Instructions to make Thai pineapple chicken satay:
- In a mixing bowl, combine half of the following: peanut butter, soy sauce, brown sugar, curry powder, turmeric, and srirarcha. Add 1 cup of coconut milk and stir. Place the chicken breasts in the marinade and refrigerate. Let the chicken marinate for at least 1 hour.
- Preheat the oven to 180 degrees.
- Lay the chicken strips on a baking tray and cook for 20 minutes or until cooked through. Turn half way and brush on any leftover marinade.
- Satay sauce: combine the remaining ingredients (except the pineapple) in a saucepan and simmer gently, stirring constantly for 10 minutes or until it thickens slightly. Add the pineapple and heat through.
- Boil jasmine rice for 10 minutes or according to instructions on the packet.

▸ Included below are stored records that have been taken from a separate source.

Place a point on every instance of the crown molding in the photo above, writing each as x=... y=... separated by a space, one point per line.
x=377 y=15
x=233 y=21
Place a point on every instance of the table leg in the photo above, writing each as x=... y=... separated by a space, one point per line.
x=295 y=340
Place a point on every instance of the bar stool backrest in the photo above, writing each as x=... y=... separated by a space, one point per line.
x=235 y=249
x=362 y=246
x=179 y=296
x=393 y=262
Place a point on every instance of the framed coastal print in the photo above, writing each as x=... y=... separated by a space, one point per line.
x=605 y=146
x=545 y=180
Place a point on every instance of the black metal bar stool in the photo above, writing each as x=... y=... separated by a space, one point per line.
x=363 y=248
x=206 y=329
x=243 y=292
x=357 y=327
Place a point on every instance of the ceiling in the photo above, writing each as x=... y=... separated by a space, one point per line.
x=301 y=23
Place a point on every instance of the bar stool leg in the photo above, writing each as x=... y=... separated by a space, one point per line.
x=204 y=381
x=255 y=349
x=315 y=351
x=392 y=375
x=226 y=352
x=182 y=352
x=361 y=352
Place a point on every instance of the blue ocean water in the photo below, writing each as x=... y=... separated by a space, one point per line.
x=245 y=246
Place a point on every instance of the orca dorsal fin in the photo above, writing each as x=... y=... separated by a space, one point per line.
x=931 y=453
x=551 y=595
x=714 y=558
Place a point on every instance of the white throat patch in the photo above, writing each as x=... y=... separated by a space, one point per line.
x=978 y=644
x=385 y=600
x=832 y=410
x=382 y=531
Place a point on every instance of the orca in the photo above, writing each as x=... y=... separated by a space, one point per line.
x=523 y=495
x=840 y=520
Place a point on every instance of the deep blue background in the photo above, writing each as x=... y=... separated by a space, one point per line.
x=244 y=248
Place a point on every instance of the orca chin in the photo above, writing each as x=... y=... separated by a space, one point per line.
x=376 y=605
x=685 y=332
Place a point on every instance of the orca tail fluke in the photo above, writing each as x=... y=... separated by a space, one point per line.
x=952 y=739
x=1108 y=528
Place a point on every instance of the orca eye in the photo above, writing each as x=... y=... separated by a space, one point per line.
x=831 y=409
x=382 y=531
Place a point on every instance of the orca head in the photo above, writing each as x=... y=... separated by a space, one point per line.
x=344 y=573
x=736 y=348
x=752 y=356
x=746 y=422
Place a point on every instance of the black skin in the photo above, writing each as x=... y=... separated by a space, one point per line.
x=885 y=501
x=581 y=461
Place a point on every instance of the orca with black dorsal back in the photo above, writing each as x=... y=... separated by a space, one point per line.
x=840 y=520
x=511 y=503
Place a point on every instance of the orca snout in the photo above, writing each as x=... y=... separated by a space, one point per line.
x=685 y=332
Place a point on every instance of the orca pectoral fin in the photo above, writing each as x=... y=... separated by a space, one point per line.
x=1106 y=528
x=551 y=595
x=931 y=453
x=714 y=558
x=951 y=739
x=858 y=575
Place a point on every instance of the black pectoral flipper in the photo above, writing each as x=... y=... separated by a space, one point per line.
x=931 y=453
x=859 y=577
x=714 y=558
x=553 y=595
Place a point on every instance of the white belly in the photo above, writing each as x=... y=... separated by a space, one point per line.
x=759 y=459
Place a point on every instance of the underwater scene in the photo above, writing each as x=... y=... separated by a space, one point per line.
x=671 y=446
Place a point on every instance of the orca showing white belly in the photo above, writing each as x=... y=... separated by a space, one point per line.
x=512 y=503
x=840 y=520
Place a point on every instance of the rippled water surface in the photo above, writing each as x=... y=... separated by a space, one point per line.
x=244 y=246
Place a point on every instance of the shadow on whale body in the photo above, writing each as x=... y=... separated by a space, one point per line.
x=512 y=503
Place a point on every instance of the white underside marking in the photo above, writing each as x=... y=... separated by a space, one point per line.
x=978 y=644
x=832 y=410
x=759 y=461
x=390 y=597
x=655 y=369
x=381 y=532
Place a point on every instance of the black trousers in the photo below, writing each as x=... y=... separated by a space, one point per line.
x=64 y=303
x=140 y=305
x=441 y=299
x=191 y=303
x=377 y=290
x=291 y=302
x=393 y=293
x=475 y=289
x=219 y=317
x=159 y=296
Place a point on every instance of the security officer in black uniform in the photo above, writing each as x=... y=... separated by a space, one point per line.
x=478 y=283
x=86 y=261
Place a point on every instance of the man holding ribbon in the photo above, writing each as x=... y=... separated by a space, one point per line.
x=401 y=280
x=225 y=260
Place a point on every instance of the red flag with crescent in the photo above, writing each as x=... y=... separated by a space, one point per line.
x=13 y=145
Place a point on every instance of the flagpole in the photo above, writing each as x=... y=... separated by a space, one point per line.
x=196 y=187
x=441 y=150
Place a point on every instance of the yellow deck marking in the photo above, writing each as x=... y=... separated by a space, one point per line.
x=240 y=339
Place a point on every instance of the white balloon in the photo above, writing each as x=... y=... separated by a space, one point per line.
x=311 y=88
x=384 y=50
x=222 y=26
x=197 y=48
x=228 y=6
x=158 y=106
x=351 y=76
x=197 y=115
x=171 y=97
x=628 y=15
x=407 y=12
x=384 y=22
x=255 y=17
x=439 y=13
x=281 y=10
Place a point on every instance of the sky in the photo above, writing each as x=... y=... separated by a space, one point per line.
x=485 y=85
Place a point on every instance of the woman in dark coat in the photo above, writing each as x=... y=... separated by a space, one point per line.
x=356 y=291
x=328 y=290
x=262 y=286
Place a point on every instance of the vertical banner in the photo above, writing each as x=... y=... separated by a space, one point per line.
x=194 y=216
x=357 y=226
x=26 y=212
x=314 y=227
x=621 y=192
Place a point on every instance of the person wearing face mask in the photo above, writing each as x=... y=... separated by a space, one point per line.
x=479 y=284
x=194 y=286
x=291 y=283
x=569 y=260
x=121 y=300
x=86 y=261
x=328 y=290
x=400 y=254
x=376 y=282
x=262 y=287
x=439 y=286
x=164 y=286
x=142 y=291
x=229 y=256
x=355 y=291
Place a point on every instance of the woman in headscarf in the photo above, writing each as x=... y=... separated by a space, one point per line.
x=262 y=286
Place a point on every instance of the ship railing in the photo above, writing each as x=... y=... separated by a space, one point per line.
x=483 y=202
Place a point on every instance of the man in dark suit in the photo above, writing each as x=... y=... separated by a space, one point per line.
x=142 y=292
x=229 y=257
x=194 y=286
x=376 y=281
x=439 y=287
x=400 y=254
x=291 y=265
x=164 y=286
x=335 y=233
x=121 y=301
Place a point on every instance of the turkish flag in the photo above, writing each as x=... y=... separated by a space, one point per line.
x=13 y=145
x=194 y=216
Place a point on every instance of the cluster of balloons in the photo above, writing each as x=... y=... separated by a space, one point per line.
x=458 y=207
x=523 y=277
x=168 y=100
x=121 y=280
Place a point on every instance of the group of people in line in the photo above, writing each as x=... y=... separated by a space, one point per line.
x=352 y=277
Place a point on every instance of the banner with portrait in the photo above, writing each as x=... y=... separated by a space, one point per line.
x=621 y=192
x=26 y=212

- Steam tenderstem broccoli for 7 minutes.
- Serve.
The closest to my favorite satay served at my Thai restaurant. Prep is quick- best if left to marinade for a few hours or more. Skewer up for the grill or saute on the stove! I buy the chicken tenderloin strips which are already boned, skinned and a nice size piece without slicing to save time. The sweet, pungent marinade for these chicken satays includes fish sauce, lemongrass, sugar, lime, and turmeric, which embeds the chicken with flavor even after a relatively short soak of only an hour.